Terengganu’s downstream industries — particularly refined petroleum and chemicals — account for around 95% of its manufacturing output and have historically outperformed the rest of the state’s economy. The sub-sector improved in 2024, expanding by 3.9% (2023: 0.3%). Natural resources remain pivotal to Terengganu’s fiscal profile, historically accounting for up to 80% of total revenue.
Conversely, Terengganu’s heavy dependence on oil and gas poses challenges. The high concentration in petroleum-based activities exposes the state to external shocks from volatile commodity markets and global energy transitions. Moreover, downstream growth has not sufficiently translated into broader economic expansion or employment gains.
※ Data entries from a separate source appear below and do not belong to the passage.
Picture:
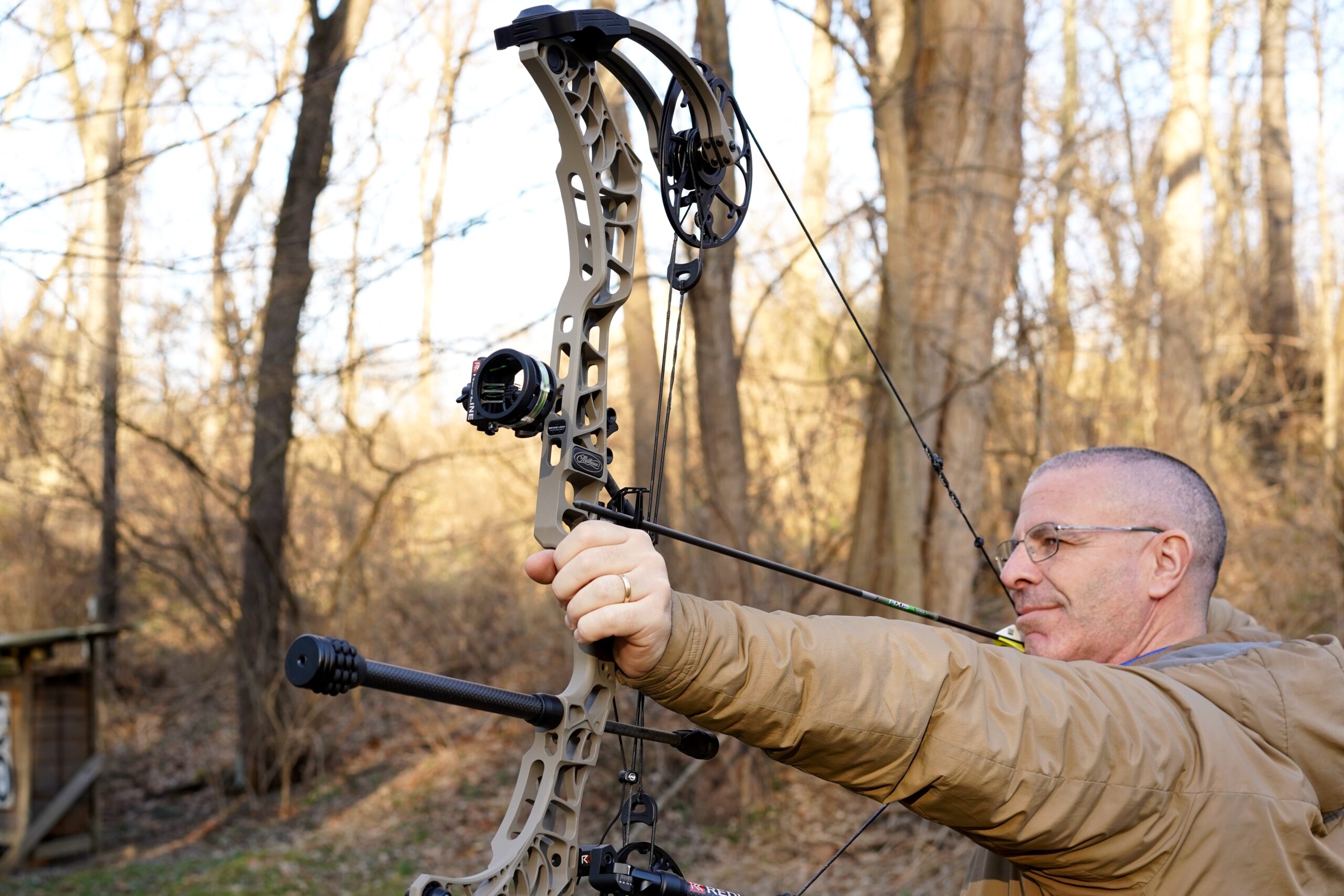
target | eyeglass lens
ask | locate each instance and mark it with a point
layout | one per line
(1042, 542)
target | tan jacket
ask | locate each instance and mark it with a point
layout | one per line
(1214, 767)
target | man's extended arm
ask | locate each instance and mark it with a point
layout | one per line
(1040, 761)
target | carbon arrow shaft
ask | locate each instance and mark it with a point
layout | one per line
(774, 566)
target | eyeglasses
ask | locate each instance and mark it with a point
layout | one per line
(1042, 541)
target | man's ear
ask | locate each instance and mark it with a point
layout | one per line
(1172, 554)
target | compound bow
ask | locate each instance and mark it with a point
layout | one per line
(705, 175)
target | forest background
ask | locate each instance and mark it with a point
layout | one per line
(248, 253)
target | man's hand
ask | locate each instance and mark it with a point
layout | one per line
(585, 573)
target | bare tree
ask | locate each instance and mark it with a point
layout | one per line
(1062, 330)
(111, 128)
(642, 350)
(889, 522)
(262, 705)
(1180, 265)
(226, 343)
(1273, 318)
(455, 44)
(718, 366)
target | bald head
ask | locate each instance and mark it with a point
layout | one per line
(1160, 491)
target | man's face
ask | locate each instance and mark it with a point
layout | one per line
(1089, 599)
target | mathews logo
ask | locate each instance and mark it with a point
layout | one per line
(588, 462)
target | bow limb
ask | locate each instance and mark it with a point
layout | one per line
(536, 849)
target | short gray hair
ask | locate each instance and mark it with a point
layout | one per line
(1187, 489)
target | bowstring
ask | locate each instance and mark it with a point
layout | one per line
(934, 460)
(841, 852)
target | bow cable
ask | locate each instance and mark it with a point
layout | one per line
(934, 460)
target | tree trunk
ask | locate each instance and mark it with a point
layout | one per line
(885, 554)
(1327, 292)
(1061, 358)
(262, 705)
(816, 166)
(717, 368)
(108, 132)
(226, 336)
(1180, 267)
(1275, 316)
(435, 159)
(965, 166)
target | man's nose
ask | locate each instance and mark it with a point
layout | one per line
(1021, 570)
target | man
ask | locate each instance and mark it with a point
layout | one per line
(1135, 749)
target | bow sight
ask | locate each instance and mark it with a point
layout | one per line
(510, 390)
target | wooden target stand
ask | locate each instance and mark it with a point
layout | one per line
(49, 743)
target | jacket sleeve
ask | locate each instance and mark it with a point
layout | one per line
(1077, 770)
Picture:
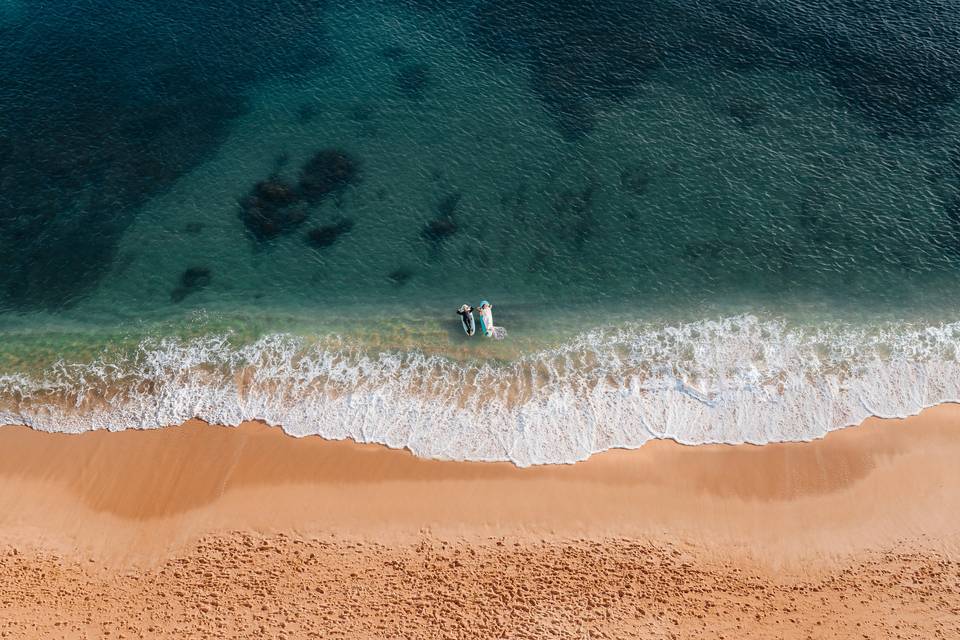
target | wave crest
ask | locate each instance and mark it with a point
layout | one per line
(733, 380)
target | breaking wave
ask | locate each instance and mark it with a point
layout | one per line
(735, 380)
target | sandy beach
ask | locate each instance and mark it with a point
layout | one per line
(208, 531)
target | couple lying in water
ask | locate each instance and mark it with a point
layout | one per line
(485, 311)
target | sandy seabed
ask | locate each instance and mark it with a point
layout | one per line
(207, 531)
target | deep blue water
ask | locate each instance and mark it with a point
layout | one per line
(295, 171)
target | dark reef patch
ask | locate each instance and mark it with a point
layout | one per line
(584, 56)
(273, 207)
(191, 281)
(103, 109)
(327, 234)
(893, 61)
(328, 172)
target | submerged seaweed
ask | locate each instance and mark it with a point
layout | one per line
(272, 208)
(329, 171)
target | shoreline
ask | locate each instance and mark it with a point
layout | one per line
(831, 528)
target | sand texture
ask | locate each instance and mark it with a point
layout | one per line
(206, 531)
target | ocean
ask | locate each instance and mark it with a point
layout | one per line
(708, 221)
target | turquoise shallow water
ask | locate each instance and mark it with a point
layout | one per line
(708, 221)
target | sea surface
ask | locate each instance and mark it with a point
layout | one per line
(707, 220)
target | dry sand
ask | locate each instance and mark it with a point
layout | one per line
(206, 531)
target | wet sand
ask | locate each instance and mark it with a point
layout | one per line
(208, 531)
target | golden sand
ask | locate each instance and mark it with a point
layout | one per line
(207, 531)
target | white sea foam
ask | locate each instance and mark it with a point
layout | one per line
(734, 380)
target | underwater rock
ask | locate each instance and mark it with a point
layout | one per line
(328, 171)
(273, 207)
(400, 277)
(326, 235)
(413, 79)
(191, 281)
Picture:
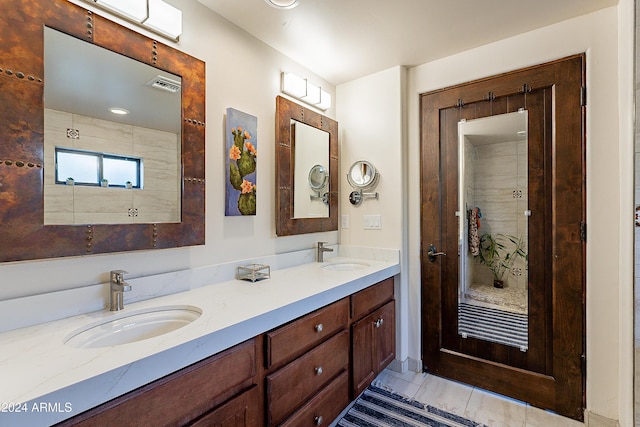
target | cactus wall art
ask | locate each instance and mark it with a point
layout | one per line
(241, 162)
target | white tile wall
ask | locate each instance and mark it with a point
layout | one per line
(498, 170)
(158, 201)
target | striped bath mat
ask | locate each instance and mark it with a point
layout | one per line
(381, 408)
(493, 325)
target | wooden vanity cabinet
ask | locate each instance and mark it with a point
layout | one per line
(372, 334)
(308, 362)
(303, 373)
(217, 391)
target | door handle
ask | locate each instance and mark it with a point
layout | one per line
(433, 253)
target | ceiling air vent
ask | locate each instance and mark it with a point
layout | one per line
(165, 83)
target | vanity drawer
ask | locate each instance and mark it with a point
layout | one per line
(241, 411)
(290, 341)
(367, 300)
(182, 396)
(292, 385)
(324, 407)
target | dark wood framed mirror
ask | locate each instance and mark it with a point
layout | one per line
(547, 370)
(288, 113)
(23, 232)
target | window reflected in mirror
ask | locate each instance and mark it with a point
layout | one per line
(110, 123)
(493, 236)
(311, 171)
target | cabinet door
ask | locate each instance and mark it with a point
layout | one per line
(373, 346)
(385, 335)
(241, 411)
(363, 353)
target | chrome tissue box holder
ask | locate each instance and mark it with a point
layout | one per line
(253, 272)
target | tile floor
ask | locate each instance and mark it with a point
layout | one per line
(473, 403)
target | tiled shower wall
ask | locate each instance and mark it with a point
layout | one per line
(500, 191)
(158, 201)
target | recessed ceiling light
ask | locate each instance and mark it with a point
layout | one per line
(283, 4)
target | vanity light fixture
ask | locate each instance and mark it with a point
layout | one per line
(283, 4)
(306, 92)
(135, 10)
(119, 111)
(164, 19)
(155, 15)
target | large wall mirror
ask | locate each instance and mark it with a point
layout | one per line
(493, 212)
(503, 209)
(75, 178)
(306, 170)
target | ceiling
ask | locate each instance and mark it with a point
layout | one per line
(85, 79)
(342, 40)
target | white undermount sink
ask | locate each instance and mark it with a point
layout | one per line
(134, 326)
(345, 265)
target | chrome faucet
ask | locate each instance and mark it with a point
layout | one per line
(321, 250)
(118, 287)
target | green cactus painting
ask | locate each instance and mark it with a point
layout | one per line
(242, 155)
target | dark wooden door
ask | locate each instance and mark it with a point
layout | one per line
(550, 374)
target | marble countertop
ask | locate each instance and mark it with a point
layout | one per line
(39, 367)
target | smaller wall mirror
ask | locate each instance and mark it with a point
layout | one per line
(362, 176)
(306, 170)
(311, 170)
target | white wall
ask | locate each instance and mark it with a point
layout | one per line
(370, 111)
(242, 73)
(608, 373)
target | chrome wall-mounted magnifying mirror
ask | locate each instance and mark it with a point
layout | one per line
(318, 179)
(362, 176)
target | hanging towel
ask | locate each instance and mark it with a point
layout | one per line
(474, 237)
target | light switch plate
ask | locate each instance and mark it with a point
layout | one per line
(372, 222)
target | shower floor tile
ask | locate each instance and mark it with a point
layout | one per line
(509, 298)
Reflecting its economic limitations, the state’s decreasing consolidated funds and weaker revenue-to-GDP over time have weighed on fiscal flexibility, with reserves continuing to be drawn down and room for development spending limited. In response, the state has initiated measures to diversify its revenue base. These include the “Demi Masa Depan Terengganu” initiative to develop rare earth resources and the Green Technology Master Plan Malaysia 2017-2030, aimed at building alternative and sustainable revenue streams.
The stable outlook reflects MARC Ratings’ expectation that Terengganu will continue to benefit from steady oil royalty receipts and adequate federal government support for its operational and infrastructure requirements. A sustained deterioration in revenue and reserves without offsetting measures, or a weakening in federal–state relations, could exert downward pressure on the rating.